Auch Litauens Außenminister, Kestutis Budrys, hob die Gefährdung hervor, die von den immer wiederkehrenden Verletzungen des Nato-Luftraums durch russische Drohnen ausgehe. Budrys appellierte an das Bündnis, nicht nur Besorgnis zu zeigen, sondern auch handlungsstark zu reagieren. Eine dringende Verstärkung der Luftverteidigung entlang der anfälligen Nato-Frontlinie sei unerlässlich.
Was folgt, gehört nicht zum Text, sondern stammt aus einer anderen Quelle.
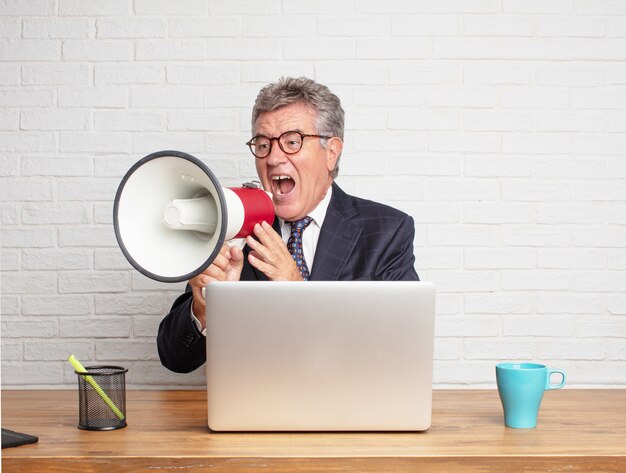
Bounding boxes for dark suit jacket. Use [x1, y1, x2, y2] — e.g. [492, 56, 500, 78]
[157, 184, 418, 373]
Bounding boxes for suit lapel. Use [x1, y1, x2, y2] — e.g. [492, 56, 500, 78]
[309, 183, 362, 281]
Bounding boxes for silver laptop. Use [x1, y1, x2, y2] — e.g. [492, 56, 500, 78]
[206, 281, 435, 431]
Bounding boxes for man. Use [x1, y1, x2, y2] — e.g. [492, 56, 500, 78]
[157, 78, 418, 373]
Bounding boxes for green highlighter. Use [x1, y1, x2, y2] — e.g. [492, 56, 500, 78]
[67, 355, 124, 420]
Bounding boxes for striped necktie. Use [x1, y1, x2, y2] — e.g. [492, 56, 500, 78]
[287, 217, 313, 281]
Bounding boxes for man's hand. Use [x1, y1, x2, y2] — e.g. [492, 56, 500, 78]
[189, 243, 243, 330]
[246, 222, 302, 281]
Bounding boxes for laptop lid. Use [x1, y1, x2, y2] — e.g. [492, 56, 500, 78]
[206, 281, 435, 431]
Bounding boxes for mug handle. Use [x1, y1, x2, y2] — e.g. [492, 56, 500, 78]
[546, 369, 565, 389]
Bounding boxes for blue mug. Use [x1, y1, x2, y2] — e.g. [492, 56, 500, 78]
[496, 363, 565, 429]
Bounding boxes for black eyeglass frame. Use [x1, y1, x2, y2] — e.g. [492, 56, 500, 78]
[246, 130, 333, 159]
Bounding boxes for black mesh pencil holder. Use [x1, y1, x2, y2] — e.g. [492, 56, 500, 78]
[74, 366, 128, 430]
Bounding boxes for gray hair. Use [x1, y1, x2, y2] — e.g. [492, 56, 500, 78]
[252, 77, 345, 179]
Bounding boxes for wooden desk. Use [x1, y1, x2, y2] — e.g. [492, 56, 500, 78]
[2, 389, 626, 473]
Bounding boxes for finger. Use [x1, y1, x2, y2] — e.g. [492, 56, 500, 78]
[212, 250, 230, 271]
[246, 227, 272, 261]
[248, 251, 276, 280]
[254, 221, 285, 250]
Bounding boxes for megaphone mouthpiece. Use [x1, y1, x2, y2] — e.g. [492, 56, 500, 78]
[163, 196, 217, 234]
[113, 151, 274, 282]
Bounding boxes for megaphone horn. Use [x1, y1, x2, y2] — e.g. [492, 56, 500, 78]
[113, 150, 274, 282]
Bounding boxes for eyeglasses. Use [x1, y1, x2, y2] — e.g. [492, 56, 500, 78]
[246, 131, 332, 159]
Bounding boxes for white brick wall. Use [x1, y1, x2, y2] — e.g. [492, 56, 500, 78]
[0, 0, 626, 388]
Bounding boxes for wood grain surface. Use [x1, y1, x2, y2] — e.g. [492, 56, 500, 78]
[2, 389, 626, 473]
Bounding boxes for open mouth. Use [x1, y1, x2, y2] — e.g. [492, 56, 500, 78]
[272, 174, 296, 195]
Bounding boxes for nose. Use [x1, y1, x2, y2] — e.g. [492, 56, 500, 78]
[265, 138, 287, 166]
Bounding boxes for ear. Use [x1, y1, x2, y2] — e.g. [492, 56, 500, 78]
[326, 136, 343, 172]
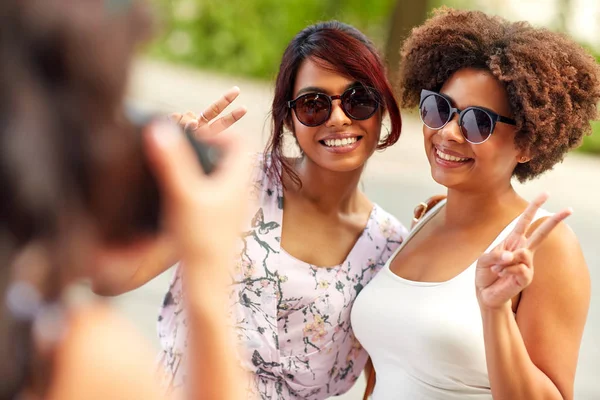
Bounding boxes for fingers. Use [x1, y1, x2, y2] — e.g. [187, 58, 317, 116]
[169, 112, 199, 131]
[525, 208, 573, 251]
[491, 249, 533, 287]
[210, 107, 248, 134]
[477, 249, 514, 268]
[510, 193, 548, 236]
[198, 86, 245, 126]
[498, 264, 533, 288]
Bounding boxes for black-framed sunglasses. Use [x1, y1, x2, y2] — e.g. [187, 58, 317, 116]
[288, 86, 379, 127]
[419, 89, 517, 144]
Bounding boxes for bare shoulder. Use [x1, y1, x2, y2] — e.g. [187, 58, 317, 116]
[49, 305, 163, 400]
[528, 218, 590, 291]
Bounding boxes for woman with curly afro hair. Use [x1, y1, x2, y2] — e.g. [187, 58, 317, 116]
[352, 8, 600, 400]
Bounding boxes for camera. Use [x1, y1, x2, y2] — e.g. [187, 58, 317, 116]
[89, 103, 221, 245]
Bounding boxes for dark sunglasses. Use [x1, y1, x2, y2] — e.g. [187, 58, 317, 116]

Die Drohnenüberflüge aus Russland in der Nacht auf Mittwoch erfolgten parallel zu einer russischen Angriffswelle auf die Ukraine. Der polnische Regierungschef Donald Tusk hat bestätigt, dass es sich um russische Drohnen handelte. Europeweit ist die Nervosität gestiegen, insbesondere in Litauen, Polen und den anderen baltischen Staaten, die derzeit ihre Sicherheitsvorkehrungen angesichts eines bevorstehenden russisch-belarussischen Militärmanövers in Belarus erhöhen. Gleichzeitig finden in Litauen Nato-geführte Verbundübungen statt, um die Verteidigungsbereitschaft zu sichern.